Verfassungsgericht verhandelt Rauchverbot: "Kein Ersatz fürs Thekengespräch"

Drei Gastronomen gehen gegen das Rauchverbot ihrer Bundesländer vor: Das Recht auf Freiheit der Berufsausübung werde beschnitten. Das Urteil ist bundesweit richtungsweisend.

Rauchen - oder nicht rauchen? Bild: ap

KARLSRUHE taz Die Kläger im Streit über das Rauchverbot sparten nicht mit Emotionen. "Ich kann im Moment nur überleben, weil mir mein Vermieter seit fünf Monaten die Pacht gestundet hat", sagte Uli Neu gestern im Bundesverfassungsgericht. Seit 23 Jahren betreibt der Tübinger die Altstadtkneipe "Pfauen". Jetzt klagt er. Mit Tränen in den Augen warnte die Berliner Wirtin Sylvia Thimm Gesundheitssenatorin Katrin Lompscher (Linke): "Sie machen unsere einmalige Berliner Kneipenkultur kaputt."

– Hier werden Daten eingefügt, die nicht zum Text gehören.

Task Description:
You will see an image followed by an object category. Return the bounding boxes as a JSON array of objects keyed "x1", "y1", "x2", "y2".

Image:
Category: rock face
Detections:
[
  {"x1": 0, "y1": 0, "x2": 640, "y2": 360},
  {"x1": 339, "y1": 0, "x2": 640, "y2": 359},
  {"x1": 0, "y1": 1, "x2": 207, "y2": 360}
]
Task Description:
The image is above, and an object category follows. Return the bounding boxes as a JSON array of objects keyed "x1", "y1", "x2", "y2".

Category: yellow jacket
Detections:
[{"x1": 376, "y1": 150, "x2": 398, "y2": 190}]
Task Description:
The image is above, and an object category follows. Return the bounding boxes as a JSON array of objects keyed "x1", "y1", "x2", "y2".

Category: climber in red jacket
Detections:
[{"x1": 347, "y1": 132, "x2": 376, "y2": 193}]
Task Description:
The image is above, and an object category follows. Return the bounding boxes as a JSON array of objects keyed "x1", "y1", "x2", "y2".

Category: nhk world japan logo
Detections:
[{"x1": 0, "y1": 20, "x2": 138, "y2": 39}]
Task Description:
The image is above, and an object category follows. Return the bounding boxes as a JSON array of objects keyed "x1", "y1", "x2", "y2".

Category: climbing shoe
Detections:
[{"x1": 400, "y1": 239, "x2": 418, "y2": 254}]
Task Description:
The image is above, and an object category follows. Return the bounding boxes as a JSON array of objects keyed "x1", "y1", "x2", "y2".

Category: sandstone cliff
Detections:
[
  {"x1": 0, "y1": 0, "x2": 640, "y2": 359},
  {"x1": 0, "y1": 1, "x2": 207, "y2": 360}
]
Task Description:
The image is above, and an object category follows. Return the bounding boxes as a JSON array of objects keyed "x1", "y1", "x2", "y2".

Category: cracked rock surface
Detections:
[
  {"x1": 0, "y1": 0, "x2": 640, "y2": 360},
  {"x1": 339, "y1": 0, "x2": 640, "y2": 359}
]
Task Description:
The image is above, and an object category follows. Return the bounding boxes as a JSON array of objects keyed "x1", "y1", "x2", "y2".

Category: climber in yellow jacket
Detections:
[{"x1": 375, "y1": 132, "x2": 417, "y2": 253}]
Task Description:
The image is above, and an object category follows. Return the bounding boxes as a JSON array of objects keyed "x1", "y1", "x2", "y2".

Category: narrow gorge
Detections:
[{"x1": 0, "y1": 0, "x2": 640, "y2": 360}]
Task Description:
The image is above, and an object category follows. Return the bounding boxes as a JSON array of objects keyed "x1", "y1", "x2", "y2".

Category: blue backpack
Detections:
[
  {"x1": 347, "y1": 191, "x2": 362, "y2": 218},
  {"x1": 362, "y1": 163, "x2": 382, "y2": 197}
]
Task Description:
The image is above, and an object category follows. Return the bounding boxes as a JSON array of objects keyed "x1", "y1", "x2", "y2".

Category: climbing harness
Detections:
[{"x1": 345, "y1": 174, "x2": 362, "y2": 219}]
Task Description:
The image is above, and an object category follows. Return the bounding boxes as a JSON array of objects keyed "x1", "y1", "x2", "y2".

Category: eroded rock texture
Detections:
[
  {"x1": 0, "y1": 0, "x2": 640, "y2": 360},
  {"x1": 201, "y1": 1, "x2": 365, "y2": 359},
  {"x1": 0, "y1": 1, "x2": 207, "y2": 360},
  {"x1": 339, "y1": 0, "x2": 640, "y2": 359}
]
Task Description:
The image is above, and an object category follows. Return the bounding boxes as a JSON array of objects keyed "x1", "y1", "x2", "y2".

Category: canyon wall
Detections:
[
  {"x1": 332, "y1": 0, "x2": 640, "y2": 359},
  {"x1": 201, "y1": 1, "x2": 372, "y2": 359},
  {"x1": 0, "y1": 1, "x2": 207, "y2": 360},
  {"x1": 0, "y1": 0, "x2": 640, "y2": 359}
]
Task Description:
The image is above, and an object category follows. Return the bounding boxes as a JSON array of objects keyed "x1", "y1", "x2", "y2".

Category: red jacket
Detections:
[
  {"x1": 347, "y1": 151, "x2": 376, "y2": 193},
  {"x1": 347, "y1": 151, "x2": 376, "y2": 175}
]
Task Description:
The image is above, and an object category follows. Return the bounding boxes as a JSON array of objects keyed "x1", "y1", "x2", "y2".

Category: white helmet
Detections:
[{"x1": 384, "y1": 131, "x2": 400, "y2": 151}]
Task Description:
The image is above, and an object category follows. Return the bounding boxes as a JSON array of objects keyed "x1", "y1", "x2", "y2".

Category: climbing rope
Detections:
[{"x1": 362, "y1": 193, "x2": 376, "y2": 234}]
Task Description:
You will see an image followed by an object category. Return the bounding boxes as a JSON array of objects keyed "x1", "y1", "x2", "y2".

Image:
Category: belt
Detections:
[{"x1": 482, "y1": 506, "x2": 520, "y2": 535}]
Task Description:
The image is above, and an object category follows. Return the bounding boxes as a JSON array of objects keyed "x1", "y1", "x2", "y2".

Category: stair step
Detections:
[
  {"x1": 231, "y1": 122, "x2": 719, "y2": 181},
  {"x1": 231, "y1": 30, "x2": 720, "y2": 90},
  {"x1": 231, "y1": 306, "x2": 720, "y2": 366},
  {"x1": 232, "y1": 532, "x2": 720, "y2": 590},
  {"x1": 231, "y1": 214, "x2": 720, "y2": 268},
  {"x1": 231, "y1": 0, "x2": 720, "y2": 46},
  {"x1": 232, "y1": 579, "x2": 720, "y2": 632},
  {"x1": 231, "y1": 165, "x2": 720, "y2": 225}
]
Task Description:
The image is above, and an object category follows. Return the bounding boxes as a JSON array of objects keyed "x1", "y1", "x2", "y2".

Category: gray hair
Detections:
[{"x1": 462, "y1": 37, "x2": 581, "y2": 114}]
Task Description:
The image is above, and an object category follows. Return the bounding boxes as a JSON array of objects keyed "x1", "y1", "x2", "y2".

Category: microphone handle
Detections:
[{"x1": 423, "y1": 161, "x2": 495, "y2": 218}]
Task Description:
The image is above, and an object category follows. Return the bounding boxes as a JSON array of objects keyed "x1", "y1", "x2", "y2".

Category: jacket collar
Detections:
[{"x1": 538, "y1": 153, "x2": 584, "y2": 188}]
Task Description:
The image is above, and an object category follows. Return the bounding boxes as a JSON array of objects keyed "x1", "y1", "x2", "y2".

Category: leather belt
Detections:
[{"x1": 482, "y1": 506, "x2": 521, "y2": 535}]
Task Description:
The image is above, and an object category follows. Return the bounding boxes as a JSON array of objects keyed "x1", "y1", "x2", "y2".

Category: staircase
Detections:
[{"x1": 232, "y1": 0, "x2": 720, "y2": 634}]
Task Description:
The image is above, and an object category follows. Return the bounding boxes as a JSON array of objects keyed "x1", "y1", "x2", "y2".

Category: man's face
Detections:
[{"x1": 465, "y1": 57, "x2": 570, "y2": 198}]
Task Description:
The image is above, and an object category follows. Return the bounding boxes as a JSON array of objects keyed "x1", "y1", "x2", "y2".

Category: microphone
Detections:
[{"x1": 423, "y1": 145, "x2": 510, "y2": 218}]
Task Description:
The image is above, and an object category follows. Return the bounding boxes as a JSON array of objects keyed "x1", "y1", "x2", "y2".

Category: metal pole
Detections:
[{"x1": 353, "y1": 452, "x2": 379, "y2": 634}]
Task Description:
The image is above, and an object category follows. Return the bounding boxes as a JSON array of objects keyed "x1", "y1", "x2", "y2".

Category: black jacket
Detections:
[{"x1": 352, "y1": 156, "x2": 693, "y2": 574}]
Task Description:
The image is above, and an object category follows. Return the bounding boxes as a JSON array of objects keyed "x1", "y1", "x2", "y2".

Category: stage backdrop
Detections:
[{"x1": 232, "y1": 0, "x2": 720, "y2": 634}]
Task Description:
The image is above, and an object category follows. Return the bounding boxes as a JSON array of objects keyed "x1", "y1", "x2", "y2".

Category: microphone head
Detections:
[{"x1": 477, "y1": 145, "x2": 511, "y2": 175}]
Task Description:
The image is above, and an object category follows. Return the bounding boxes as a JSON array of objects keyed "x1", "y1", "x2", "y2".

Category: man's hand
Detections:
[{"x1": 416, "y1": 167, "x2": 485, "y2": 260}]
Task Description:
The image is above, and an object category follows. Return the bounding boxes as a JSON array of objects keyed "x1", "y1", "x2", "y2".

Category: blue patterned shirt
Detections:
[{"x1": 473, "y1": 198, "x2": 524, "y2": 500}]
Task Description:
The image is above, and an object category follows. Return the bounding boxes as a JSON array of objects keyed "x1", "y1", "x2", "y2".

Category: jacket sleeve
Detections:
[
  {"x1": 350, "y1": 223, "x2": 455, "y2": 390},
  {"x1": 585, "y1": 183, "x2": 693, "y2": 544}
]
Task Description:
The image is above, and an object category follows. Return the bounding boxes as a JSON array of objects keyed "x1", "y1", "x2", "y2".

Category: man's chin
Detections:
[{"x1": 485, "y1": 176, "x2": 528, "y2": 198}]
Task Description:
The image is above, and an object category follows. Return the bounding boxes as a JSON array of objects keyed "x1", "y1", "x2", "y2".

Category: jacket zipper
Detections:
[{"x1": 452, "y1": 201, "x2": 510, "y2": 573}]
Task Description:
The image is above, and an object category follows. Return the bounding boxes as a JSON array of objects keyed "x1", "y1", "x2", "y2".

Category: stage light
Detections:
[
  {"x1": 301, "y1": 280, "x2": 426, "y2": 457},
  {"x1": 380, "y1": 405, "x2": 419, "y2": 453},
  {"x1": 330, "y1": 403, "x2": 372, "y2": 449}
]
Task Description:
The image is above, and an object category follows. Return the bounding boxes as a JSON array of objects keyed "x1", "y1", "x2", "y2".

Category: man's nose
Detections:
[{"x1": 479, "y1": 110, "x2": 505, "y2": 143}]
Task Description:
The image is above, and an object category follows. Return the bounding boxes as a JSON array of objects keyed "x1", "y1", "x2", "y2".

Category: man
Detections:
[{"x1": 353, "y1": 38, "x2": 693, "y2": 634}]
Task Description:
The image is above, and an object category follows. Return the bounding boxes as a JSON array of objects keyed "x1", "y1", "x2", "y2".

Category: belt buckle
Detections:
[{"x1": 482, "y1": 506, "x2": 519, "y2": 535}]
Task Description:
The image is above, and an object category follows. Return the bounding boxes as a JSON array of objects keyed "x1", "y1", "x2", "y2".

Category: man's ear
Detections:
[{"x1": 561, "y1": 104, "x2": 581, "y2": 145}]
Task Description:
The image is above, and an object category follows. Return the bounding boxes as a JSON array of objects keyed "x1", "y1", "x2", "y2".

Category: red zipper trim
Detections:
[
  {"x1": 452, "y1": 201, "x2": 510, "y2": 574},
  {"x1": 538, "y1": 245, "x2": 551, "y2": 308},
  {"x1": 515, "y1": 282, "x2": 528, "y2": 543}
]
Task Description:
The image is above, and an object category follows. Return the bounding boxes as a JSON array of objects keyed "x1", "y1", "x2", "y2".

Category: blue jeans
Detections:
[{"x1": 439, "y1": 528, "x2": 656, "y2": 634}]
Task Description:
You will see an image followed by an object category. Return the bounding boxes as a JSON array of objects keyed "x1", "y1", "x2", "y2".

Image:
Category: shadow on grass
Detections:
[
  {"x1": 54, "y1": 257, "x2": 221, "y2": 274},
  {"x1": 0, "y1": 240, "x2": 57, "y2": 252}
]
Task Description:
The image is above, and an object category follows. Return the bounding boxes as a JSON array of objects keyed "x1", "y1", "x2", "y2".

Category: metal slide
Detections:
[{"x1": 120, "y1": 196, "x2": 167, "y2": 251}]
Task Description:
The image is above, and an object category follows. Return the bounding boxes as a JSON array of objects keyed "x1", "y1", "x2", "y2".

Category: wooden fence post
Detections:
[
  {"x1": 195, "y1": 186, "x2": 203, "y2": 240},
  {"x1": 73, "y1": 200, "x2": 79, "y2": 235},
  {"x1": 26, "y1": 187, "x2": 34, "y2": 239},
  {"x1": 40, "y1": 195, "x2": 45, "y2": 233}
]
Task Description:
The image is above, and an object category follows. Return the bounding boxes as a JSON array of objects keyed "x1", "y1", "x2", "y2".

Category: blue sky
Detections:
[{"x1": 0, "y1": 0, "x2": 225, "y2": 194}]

Die Karlsruher Richter des Ersten Senats müssen entscheiden, ob es beim Rauchverbot künftig Ausnahmen für Einraumkneipen gibt. Während Gaststätten mit mehreren Räumen ein Nebenzimmer für Raucher einrichten können, ist dies bei sogenannten Eckkneipen nicht möglich. Hier gilt deshalb ein absolutes Rauchverbot. Diese Rechtslage besteht in 14 der 16 Bundesländer. In Baden-Württemberg wurde das Rauchverbot schon im August 2007 eingeführt, in Berlin werden ab Juli Bußgelder erhoben.

Kläger Uli Neu hat seit Einführung des Rauchverbots nach eigenen Angaben 30-40 Prozent weniger Umsatz. "Das ist existenzbedrohend". Sein Anwalt Christoph Moench sieht darin eine Verletzung des Grundrechts auf freie Berufsausübung. Der Gesundheitsschutz als Gesetzesauftrag finde seine Grenzen, wenn die Verhältnismäßigkeit nicht mehr gewahrt würde, begründet die Verteidigung.

Die Stuttgarter Sozialministerin Monika Stolz (CDU) warnte dagegen: "In anderen Staaten, etwa in Irland, hat es zum Start des Rauchverbots auch Umsatzeinbußen gegeben. Heute geht es den Pubs prächtig." Stolz hob die 3.300 Todesfälle hervor, die es pro Jahr als Folge des Passivrauchens gebe. "Jeder Gaststättenbesucher sollte sich darauf verlassen können, in jeder Gaststätte einen rauchfreien Raum vorzufinden." Anwalt Moench sagt dagegen: "Es genügt, wenn die Nichtraucher in drei Viertel aller Gaststätten einen rauchfreien Raum finden, weil es dort mehrere Räume gibt." Länderanwalt Hans-Jörg Birk konterte: "Ein Nichtraucher will auch mal in eine Eckkneipe gehen." Er verwies auf das spanische Beispiel, wo die Wirte kleiner Lokale selbst entscheiden können, ob sie die Wirtschaft rauchfrei halten oder nicht, "dort sind jetzt 90 Prozent aller Kneipen unter 100 Quadratmeter Raucherkneipen". Der Stuttgarter CDU-Landtagsabgeordnete Winfried Mack ergänzte: "Auf dem Land gibt es oft ja nur eine Gaststätte, wenn die dann verraucht ist, haben Nichtraucher nicht mal Wahlfreiheit."

Umgekehrt befürchtet der Berliner Anwalt Heinrich Wolff eine Abwanderung der Kneipengäste. Kläger Uli Neu sagt: "Meine Stammgäste kommen weiterhin, aber sie trinken nur noch ein Bier statt drei oder vier." Wenn ständig jemand zum Rauchen auf die Straße müsse, kämen Gespräche eben nicht so richtig in Gang. Auch Ingrid Hartges vom Hotel- und Gaststättenverband (Dehoga) sagte: "Ein Nebenraum ist kein wirklicher Ersatz für ein Thekengespräch."

Die Richter werden ihre Entscheidung noch im Juli treffen. Ihren Fragen zielten allerdings meist auf eine Stärkung des Nichtraucherschutzes und nicht auf mehr Ausnahmen für Wirte. Nach Angaben der Dehoga gibt es in Deutschland 250.000 Gaststätten und Hotels, davon rund 68.000 mit nur einem Raum. Zwei Drittel von ihnen seien in ihrer Existenz bedroht.